The honor of scene-stealer of the night could go to Rick Batalla’s double turn as Silvia’s (Monica Schneider) prancing suitor Thurio in his “sha-bam sha-bam blue boots,” and Proteus’ father Antonio, so old you better watch out or he’ll fall down and not be able to get up. Morgan Rusler makes a play for it as the Duke who is always ready with a trombone lick when his name is mentioned and has a rather odd relationship with Thurio.

Then again it might go to Christine Lakin (Julia), and maids Lucetta (Katie Nunez) and Brushetta (Lisa Valenzuela) and their gorgeous 3-part harmonies on “Call on Me” or their scene remaking Lakin into a boy à la Bagger Vance. Lakin is also responsible for the terrific choreography in the dance numbers.

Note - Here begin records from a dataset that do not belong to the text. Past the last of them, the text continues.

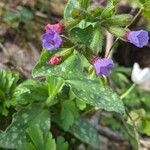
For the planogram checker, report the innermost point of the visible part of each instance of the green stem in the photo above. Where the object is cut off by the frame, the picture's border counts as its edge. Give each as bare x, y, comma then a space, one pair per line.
51, 99
128, 91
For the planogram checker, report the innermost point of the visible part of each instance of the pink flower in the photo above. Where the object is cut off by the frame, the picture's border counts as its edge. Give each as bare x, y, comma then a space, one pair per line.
59, 27
55, 60
103, 66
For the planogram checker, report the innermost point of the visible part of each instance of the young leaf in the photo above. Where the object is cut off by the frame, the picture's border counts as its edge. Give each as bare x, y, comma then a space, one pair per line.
92, 93
61, 144
109, 10
15, 135
82, 36
70, 110
85, 132
119, 20
31, 91
8, 83
28, 146
36, 136
84, 4
97, 41
50, 144
70, 68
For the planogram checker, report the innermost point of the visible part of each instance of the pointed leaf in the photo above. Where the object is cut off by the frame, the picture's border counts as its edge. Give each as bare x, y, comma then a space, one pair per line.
92, 93
15, 135
70, 68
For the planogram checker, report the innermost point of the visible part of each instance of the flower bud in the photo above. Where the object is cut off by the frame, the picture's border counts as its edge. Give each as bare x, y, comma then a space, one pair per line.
55, 60
138, 38
59, 27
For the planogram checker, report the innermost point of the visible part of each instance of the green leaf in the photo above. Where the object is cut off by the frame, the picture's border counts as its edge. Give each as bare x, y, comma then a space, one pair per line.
71, 4
85, 132
50, 144
97, 41
15, 135
36, 136
31, 91
92, 93
145, 126
61, 144
119, 20
82, 36
109, 10
84, 4
28, 146
70, 110
70, 68
8, 81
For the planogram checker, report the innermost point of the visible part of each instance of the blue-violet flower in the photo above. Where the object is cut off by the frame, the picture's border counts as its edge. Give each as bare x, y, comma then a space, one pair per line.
138, 38
51, 40
103, 66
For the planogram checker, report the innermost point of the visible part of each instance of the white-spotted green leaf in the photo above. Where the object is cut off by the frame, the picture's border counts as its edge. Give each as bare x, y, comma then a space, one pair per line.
70, 68
15, 135
92, 93
82, 36
61, 143
119, 20
109, 10
85, 132
31, 91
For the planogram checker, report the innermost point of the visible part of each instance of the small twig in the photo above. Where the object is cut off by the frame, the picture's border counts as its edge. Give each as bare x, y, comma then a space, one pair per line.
135, 17
109, 42
135, 129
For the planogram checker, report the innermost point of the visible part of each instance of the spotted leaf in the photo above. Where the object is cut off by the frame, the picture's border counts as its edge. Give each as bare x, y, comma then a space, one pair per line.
92, 93
15, 135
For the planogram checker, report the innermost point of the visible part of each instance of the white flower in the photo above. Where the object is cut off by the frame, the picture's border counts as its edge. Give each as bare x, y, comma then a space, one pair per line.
141, 76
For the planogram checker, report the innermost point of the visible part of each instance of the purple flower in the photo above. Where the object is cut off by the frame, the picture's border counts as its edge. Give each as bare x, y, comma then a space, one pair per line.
103, 66
51, 40
138, 38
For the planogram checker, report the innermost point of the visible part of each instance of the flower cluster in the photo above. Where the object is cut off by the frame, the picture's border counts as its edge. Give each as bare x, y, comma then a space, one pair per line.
103, 66
51, 40
55, 60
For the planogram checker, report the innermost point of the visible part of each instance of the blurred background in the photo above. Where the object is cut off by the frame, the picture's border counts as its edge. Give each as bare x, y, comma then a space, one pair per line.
21, 25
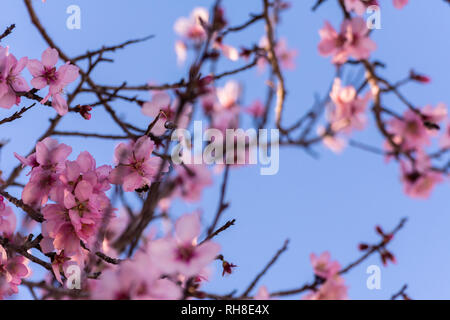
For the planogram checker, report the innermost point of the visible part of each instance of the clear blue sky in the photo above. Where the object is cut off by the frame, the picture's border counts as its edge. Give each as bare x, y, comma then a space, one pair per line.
328, 204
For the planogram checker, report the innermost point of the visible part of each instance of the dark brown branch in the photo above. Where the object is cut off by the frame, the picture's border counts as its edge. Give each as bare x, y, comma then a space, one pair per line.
266, 268
35, 215
16, 115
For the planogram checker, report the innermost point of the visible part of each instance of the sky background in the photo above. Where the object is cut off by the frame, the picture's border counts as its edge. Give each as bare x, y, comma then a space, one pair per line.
331, 203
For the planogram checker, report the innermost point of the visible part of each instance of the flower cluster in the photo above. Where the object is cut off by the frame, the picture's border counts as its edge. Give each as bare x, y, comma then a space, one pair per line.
77, 189
163, 268
13, 84
333, 285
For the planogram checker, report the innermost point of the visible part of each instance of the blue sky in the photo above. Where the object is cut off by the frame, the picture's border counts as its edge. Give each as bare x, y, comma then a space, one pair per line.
331, 203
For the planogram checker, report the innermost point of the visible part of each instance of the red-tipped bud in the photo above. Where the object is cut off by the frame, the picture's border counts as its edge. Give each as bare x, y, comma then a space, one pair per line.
227, 268
379, 230
84, 112
419, 77
363, 246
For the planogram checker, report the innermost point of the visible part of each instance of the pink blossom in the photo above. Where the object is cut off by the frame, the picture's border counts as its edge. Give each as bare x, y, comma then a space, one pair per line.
222, 105
191, 28
11, 80
136, 279
47, 163
162, 105
349, 109
7, 220
410, 130
12, 271
262, 294
444, 141
352, 41
419, 179
399, 4
46, 74
333, 289
180, 253
136, 168
435, 115
323, 266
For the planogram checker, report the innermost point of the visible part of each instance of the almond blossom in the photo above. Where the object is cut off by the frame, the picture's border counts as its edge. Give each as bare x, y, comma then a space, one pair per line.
399, 4
45, 74
11, 80
180, 253
222, 105
333, 287
191, 28
411, 129
162, 108
136, 279
419, 179
47, 164
352, 41
81, 207
7, 220
349, 109
12, 271
136, 168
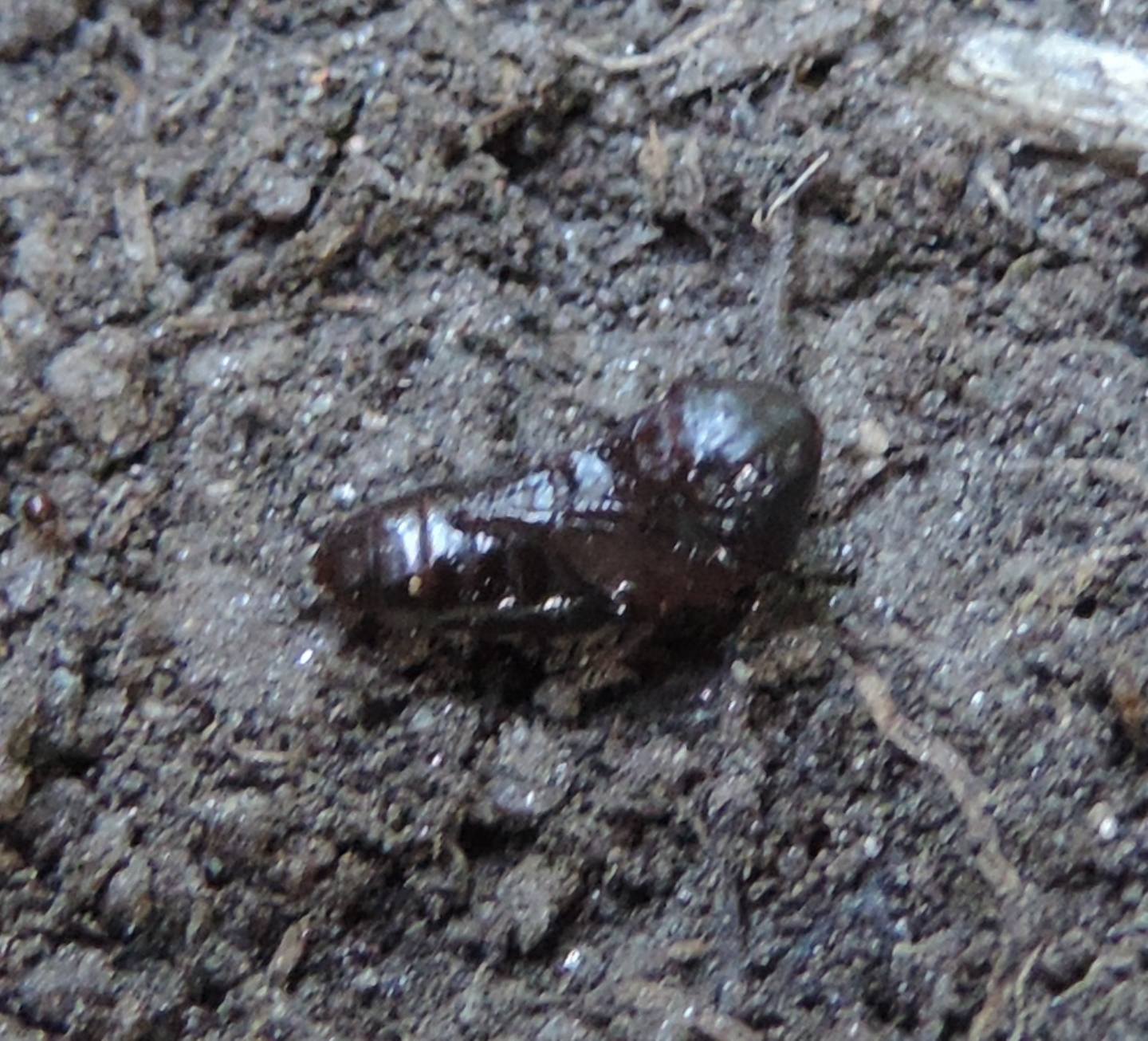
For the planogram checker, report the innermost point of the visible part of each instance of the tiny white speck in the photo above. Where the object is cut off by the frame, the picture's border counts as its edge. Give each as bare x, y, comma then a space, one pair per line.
573, 960
344, 495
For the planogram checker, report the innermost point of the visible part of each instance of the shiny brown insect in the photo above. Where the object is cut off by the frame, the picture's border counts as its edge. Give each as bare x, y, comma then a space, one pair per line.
681, 509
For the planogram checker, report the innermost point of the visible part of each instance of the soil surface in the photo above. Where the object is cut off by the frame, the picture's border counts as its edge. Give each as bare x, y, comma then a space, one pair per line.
266, 262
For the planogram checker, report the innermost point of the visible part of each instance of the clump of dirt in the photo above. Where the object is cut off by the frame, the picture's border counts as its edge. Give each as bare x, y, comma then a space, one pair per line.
268, 262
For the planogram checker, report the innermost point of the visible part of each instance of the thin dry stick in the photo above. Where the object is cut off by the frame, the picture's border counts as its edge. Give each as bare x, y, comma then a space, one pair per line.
784, 196
634, 62
965, 787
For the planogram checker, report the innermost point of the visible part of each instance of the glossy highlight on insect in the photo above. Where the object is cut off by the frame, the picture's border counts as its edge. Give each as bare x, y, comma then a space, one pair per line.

Joseph Keane is making a regular habit of stealing the end of Act I, last time by getting his tongue stuck to a pole in A Christmas Westside Story; this time with an absolutely beautiful end of Act I classic ballet pas de deux with Suzanne Jolie Narbonne en pointe. Even the Winter Warlock, fresh from his study in ‘biamic ontameter’ at the RSC (Real Shakespeare Company), makes his attempt at stealing a scene or two with a few disco moves.

The band often steals the show under Eric Heinly’s musical direction, and it should, on Chicago tunes where the horns are featured in bold arrangements. Positioned up center and always on display, they sound terrific on classics like “25 or 6 to 4,” “Does Anybody Really Know What Time It Is,” “Wishing You Were Here,” and “Make Me Smile.”

Beth Kennedy, Roo the Pug, and Matthew Morgan

Cesar the dog whisperer, the Chippendale boys, Walker's wig, all of them do their level best to take the honor but in the end it is Roo the Pug, playing Crab the Dog, who succeeds in stealing the hearts of an entire audience, and every scene he enters. And he does it without saying a word. Mr. DeMille…I think he’s ready for his close-up.

Rest assured this latest Troubie confection will leave you breathless with laughter and begging for more, for once they catch a joke by the tail, you can bet money they'll chase it till the cows come home - all the while wooing you with their own special charm. They're an irresistible bunch.

Two Gentlemen of Chicago runs through April 22 at the Falcon Theatre, 4252 Riverside Drive, Burbank, CA 91505 . For tickets go to www.falcontheatre.com.